In a second extract from Mariah Carey’s autobiography, the singer reveals how she became a lifelong fan of Marilyn.
“One evening I had been walking aimlessly down the hall in one of the many houses we lived in. As I passed my mother’s dark little bedroom, I casually wandered in. I can’t remember whether I saw or heard her first, but I know something carried me into the room. The bedroom was lit only by the washed-out colours of the old TV facing the bed, where my mother was lying in silhouette, watching a special about the life and death of Marilyn Monroe.
I softly pushed open the bedroom door, walking in on the iconic scene from Gentlemen Prefer Blondes in which Marilyn sings ‘Diamonds Are a Girl’s Best Friend.’ She was the most beautiful person I had ever seen.
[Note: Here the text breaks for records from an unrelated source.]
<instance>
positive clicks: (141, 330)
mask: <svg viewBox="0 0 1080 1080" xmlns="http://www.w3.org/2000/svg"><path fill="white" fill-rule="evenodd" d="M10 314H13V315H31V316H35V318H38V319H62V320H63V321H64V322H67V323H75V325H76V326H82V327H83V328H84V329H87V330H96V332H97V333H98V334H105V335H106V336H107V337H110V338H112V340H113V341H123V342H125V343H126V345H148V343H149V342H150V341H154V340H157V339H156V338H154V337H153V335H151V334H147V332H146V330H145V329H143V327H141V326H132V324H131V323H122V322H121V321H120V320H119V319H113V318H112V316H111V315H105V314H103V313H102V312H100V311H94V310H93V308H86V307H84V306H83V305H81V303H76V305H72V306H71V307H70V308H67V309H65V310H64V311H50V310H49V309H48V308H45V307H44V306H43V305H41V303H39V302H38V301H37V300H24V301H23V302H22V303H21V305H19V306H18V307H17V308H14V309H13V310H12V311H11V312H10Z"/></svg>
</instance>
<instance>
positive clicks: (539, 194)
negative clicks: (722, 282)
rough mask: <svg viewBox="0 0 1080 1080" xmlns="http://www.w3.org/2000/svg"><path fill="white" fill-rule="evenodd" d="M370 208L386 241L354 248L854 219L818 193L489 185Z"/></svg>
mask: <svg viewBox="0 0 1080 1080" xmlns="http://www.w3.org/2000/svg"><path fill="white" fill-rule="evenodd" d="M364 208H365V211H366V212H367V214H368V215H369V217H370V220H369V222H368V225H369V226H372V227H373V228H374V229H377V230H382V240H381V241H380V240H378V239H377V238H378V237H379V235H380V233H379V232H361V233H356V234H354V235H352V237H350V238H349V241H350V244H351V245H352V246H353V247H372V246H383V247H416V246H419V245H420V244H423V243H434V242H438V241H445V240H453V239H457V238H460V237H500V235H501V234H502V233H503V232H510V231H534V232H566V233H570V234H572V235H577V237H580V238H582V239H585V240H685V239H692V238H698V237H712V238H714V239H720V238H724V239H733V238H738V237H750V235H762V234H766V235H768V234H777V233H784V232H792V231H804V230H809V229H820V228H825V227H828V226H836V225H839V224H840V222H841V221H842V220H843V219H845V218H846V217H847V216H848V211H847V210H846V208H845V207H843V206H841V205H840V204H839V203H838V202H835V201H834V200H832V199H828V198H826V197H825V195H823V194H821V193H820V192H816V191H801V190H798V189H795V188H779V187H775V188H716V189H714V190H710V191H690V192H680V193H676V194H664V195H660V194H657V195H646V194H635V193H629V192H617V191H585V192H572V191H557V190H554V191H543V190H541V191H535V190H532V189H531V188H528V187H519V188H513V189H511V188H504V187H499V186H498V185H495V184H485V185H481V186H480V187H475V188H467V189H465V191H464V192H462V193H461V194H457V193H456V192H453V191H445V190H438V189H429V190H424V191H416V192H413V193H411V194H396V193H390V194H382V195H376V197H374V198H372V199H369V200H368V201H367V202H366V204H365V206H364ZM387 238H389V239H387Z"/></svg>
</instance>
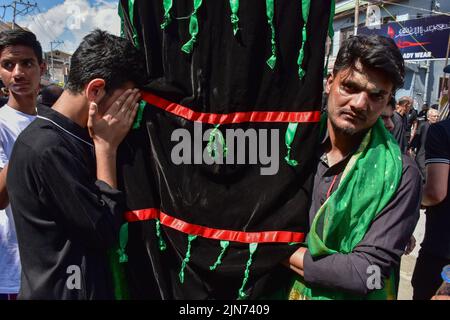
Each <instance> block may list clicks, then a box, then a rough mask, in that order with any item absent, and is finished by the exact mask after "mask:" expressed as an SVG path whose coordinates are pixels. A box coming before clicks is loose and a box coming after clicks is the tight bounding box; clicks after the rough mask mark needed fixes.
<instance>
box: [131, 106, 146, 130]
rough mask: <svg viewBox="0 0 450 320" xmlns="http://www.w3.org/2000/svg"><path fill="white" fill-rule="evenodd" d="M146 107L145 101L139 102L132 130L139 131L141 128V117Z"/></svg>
mask: <svg viewBox="0 0 450 320" xmlns="http://www.w3.org/2000/svg"><path fill="white" fill-rule="evenodd" d="M146 105H147V102H145V100H141V101H140V102H139V107H138V112H137V114H136V118H135V119H134V123H133V129H139V128H140V127H141V122H142V117H143V115H144V108H145V106H146Z"/></svg>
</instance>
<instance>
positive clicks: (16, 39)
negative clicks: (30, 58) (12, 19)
mask: <svg viewBox="0 0 450 320" xmlns="http://www.w3.org/2000/svg"><path fill="white" fill-rule="evenodd" d="M11 46H24V47H29V48H31V49H32V50H33V52H34V54H35V55H36V58H37V61H38V63H39V64H41V63H42V47H41V44H40V43H39V41H37V39H36V36H35V35H34V33H32V32H30V31H26V30H23V29H16V30H5V31H2V32H0V55H1V53H2V51H3V49H5V48H7V47H11Z"/></svg>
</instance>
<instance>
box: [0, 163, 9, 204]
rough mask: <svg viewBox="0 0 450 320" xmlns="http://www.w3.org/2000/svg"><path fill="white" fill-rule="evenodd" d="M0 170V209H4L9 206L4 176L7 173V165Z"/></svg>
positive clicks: (8, 199)
mask: <svg viewBox="0 0 450 320" xmlns="http://www.w3.org/2000/svg"><path fill="white" fill-rule="evenodd" d="M0 170H1V171H0V209H5V208H6V207H7V206H8V205H9V197H8V190H6V175H7V173H8V165H6V166H5V167H4V168H3V169H0Z"/></svg>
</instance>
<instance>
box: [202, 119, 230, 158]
mask: <svg viewBox="0 0 450 320" xmlns="http://www.w3.org/2000/svg"><path fill="white" fill-rule="evenodd" d="M219 126H220V124H216V125H215V126H214V129H213V130H211V132H210V134H209V140H208V145H207V146H206V148H207V150H208V153H209V156H210V157H211V158H213V159H215V158H216V156H218V154H219V153H218V152H217V143H218V142H217V137H219V142H220V144H221V145H222V151H223V157H226V156H227V152H228V148H227V145H226V141H225V138H224V137H223V134H222V132H221V131H220V130H219Z"/></svg>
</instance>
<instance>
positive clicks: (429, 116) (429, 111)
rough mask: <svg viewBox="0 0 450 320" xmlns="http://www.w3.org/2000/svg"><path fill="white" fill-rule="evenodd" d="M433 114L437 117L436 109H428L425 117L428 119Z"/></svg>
mask: <svg viewBox="0 0 450 320" xmlns="http://www.w3.org/2000/svg"><path fill="white" fill-rule="evenodd" d="M433 114H434V115H436V116H438V115H439V111H437V110H436V109H428V111H427V117H428V118H430V117H431V116H432V115H433Z"/></svg>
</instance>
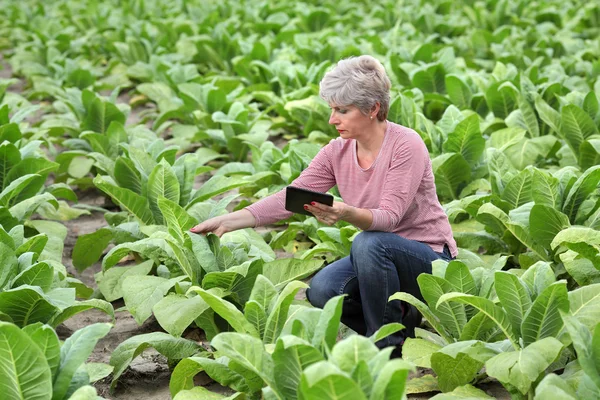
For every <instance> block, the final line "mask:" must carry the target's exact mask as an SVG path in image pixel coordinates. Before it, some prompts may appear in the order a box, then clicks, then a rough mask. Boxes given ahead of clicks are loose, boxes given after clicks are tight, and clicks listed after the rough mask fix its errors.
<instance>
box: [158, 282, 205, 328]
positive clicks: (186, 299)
mask: <svg viewBox="0 0 600 400" xmlns="http://www.w3.org/2000/svg"><path fill="white" fill-rule="evenodd" d="M208 307H209V305H208V304H207V303H206V302H205V301H204V300H203V299H202V297H200V296H192V297H186V296H183V295H180V294H175V293H172V294H169V295H168V296H166V297H164V298H163V299H162V300H160V301H159V302H158V303H156V304H155V305H154V307H153V312H154V316H155V317H156V320H157V321H158V323H159V324H160V326H162V328H163V329H164V330H165V331H167V332H169V333H170V334H171V335H173V336H181V334H182V333H183V331H184V330H185V329H186V328H187V327H188V326H190V324H191V323H192V322H194V320H195V319H196V318H198V317H199V316H200V315H201V314H202V313H203V312H204V311H206V309H207V308H208Z"/></svg>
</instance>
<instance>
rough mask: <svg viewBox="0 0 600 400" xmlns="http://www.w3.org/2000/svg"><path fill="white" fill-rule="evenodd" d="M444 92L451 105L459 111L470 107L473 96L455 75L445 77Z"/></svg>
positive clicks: (457, 76)
mask: <svg viewBox="0 0 600 400" xmlns="http://www.w3.org/2000/svg"><path fill="white" fill-rule="evenodd" d="M446 90H447V92H448V97H450V100H451V101H452V103H453V104H454V105H455V106H457V107H458V108H460V109H465V108H469V107H470V106H471V97H472V96H473V94H472V92H471V89H469V86H467V84H466V83H465V82H464V81H463V80H462V79H461V78H459V77H458V76H456V75H446Z"/></svg>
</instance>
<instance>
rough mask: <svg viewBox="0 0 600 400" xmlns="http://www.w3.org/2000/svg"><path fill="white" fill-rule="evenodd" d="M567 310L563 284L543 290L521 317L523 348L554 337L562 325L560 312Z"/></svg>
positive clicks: (555, 335)
mask: <svg viewBox="0 0 600 400" xmlns="http://www.w3.org/2000/svg"><path fill="white" fill-rule="evenodd" d="M568 310H569V298H568V296H567V285H566V283H565V282H556V283H554V284H552V285H550V286H548V287H547V288H546V289H544V291H543V292H542V293H540V295H539V296H538V297H537V298H536V299H535V301H534V302H533V304H532V305H531V308H530V309H529V310H528V312H527V314H525V316H524V317H523V324H522V326H521V333H522V337H523V343H524V344H525V346H527V345H530V344H532V343H534V342H536V341H538V340H540V339H543V338H546V337H549V336H556V334H557V333H558V331H559V330H560V328H562V325H563V322H562V318H561V317H560V311H563V312H567V311H568Z"/></svg>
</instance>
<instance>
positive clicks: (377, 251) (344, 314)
mask: <svg viewBox="0 0 600 400" xmlns="http://www.w3.org/2000/svg"><path fill="white" fill-rule="evenodd" d="M320 95H321V97H322V98H323V99H324V100H325V101H327V102H328V103H329V105H330V107H331V115H330V118H329V123H330V124H332V125H335V127H336V129H337V131H338V133H339V137H338V138H336V139H335V140H332V141H331V142H330V143H329V144H327V145H326V146H324V147H323V148H322V149H321V150H320V151H319V153H318V154H317V155H316V156H315V158H314V159H313V160H312V162H311V163H310V165H309V166H308V167H307V168H306V169H305V170H304V171H302V173H301V174H300V176H299V177H298V178H297V179H296V180H294V182H293V183H292V186H297V187H301V188H305V189H309V190H313V191H318V192H326V191H327V190H329V189H331V188H332V187H333V186H335V185H337V187H338V190H339V193H340V195H341V198H342V200H343V202H334V203H333V205H332V206H327V205H323V204H319V203H313V204H306V205H305V206H304V207H305V209H307V210H308V211H310V212H311V213H312V214H314V216H315V217H316V218H317V219H318V220H319V221H320V222H322V223H324V224H327V225H332V224H335V223H336V222H338V221H341V220H343V221H347V222H349V223H351V224H353V225H355V226H356V227H358V228H360V229H361V230H362V232H361V233H360V234H358V235H357V236H356V237H355V238H354V241H353V243H352V249H351V252H350V255H349V256H348V257H345V258H342V259H340V260H337V261H335V262H333V263H331V264H329V265H328V266H326V267H325V268H323V269H322V270H321V271H319V272H318V273H317V274H316V275H315V276H314V277H313V279H312V281H311V283H310V288H309V289H308V290H307V298H308V300H309V301H310V303H311V304H313V305H314V306H316V307H323V306H324V305H325V303H326V302H327V301H328V300H329V299H330V298H332V297H334V296H337V295H341V294H346V295H347V296H346V298H345V299H344V304H343V311H342V322H344V323H345V324H346V325H348V326H349V327H350V328H352V329H353V330H354V331H356V332H357V333H359V334H362V335H367V336H370V335H372V334H373V333H374V332H375V331H377V330H378V329H379V328H380V327H381V326H382V325H385V324H388V323H391V322H400V323H402V324H403V325H405V327H406V329H405V330H403V331H400V332H397V333H395V334H393V335H391V336H388V337H387V338H385V339H382V340H380V341H379V342H377V343H376V344H377V346H378V347H380V348H383V347H387V346H395V347H396V351H395V352H394V353H393V355H395V356H398V355H400V354H401V348H402V344H403V343H404V340H405V338H406V337H413V336H414V329H415V326H417V325H418V324H419V323H420V315H418V312H417V311H416V309H414V308H413V307H412V306H410V305H408V304H406V303H403V302H400V301H398V300H395V301H391V302H388V299H389V297H390V296H391V295H392V294H394V293H396V292H400V291H402V292H408V293H410V294H412V295H413V296H415V297H417V298H419V299H422V298H423V297H422V295H421V293H420V291H419V287H418V285H417V276H419V274H422V273H431V262H432V261H434V260H436V259H440V258H441V259H444V260H450V259H452V258H454V257H455V256H456V254H457V247H456V243H455V241H454V239H453V236H452V230H451V228H450V224H449V222H448V218H447V216H446V214H445V213H444V210H443V209H442V206H441V205H440V203H439V201H438V198H437V195H436V190H435V183H434V175H433V171H432V168H431V160H430V158H429V153H428V151H427V148H426V147H425V144H424V143H423V141H422V139H421V137H420V136H419V135H418V134H417V133H416V132H415V131H413V130H412V129H409V128H407V127H404V126H401V125H398V124H395V123H393V122H390V121H388V120H387V114H388V109H389V103H390V80H389V78H388V76H387V74H386V72H385V69H384V67H383V66H382V65H381V63H380V62H379V61H377V60H376V59H375V58H373V57H370V56H361V57H357V58H349V59H345V60H341V61H340V62H339V63H338V64H337V65H336V66H335V67H334V68H333V69H332V70H330V71H329V72H328V73H327V74H325V77H324V78H323V80H322V81H321V83H320ZM284 205H285V190H282V191H280V192H278V193H275V194H273V195H271V196H269V197H266V198H264V199H262V200H260V201H258V202H256V203H254V204H252V205H250V206H248V207H246V208H244V209H243V210H239V211H236V212H234V213H231V214H228V215H224V216H220V217H216V218H212V219H209V220H207V221H204V222H203V223H201V224H199V225H197V226H196V227H194V228H192V232H195V233H207V232H214V233H216V234H218V235H221V234H223V233H225V232H229V231H232V230H235V229H240V228H245V227H257V226H261V225H267V224H271V223H274V222H276V221H279V220H282V219H286V218H289V217H290V216H291V213H290V212H289V211H286V210H285V207H284Z"/></svg>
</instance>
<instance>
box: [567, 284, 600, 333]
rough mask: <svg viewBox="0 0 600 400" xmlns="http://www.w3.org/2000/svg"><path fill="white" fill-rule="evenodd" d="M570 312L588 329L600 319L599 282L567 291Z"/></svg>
mask: <svg viewBox="0 0 600 400" xmlns="http://www.w3.org/2000/svg"><path fill="white" fill-rule="evenodd" d="M569 304H570V309H571V314H573V315H574V316H575V317H577V319H578V320H579V321H581V322H582V323H583V324H584V325H586V326H587V327H588V328H589V329H590V330H591V329H594V327H595V326H596V325H597V324H598V321H600V283H596V284H593V285H588V286H584V287H581V288H578V289H575V290H572V291H571V292H569Z"/></svg>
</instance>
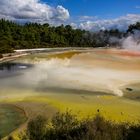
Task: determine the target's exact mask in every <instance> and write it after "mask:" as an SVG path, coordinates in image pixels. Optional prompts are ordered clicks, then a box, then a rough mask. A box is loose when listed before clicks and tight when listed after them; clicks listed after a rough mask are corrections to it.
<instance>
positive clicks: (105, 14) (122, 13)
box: [44, 0, 140, 19]
mask: <svg viewBox="0 0 140 140" xmlns="http://www.w3.org/2000/svg"><path fill="white" fill-rule="evenodd" d="M44 2H47V3H48V4H50V5H52V6H57V5H62V6H63V7H65V8H67V9H68V10H69V12H70V15H71V16H72V17H74V16H98V17H99V18H103V19H108V18H117V17H119V16H123V15H126V14H140V0H44Z"/></svg>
I’d never heard the name Marilyn Monroe before that moment. But I was quickly hooked. Not your typical third-grade fare, perhaps, but my childhood was anything but typical. My mother very lovingly supported my fascination with Marilyn … I had a poster of Marilyn Monroe dressed as a sensuous showgirl, complete with a black beaded bustier, fishnets, and black patent-leather pumps. I gazed up at Marilyn before I went to sleep and first thing when I woke up.
Later my mother bought me Marilyn: A Biography, by Norman Mailer. Though I was way too young for the material, like Marilyn herself I read voraciously. I pored over the large, glossy pictures of her, studying all her different moods and looks. She was a shape-shifter – in some photos she was impossibly beautiful and glamorous, in others she seemed shattered and about to disappear … Not only was she curvy, she had a very particular sensuality, bordering on soulful.
I read a lot about Marilyn, conspiracy theories about her death and about her upbringing. The more I read, the more I connected with her and understood why I was drawn to her. She had a very difficult childhood, moving from one foster home to another. That was close to my story: being uprooted and unprotected, feeling like an outsider. I intimately understood her struggles with poverty and family. Ultimately, what I loved about Marilyn was her ability to come from nothing – to belong to no one – and evolve into a huge icon. I latched onto that. I believed in that.
I’ve heard Marilyn might’ve even been my mother’s inspiration for my name. The first four letters are the same: M-A-R-I. However, my father claimed that my name came from the Black Maria/Mariah … The story also goes that I was named after a hit 1950s show tune, ‘They Call the Wind Mariah,’ from Paint Your Wagon… Perhaps it’s a combination of all three: a 1950s starlet, a show tune, and a paddy wagon.
Of all the supposed inspirations for my name, the Marilyn Monroe connection resonates the most with me – self-created and controlled, confident and vulnerable, womanly and childlike, glamorous and humble, adored and alone. Marilyn is a source of inspiration for me, and Lawd have I needed that.”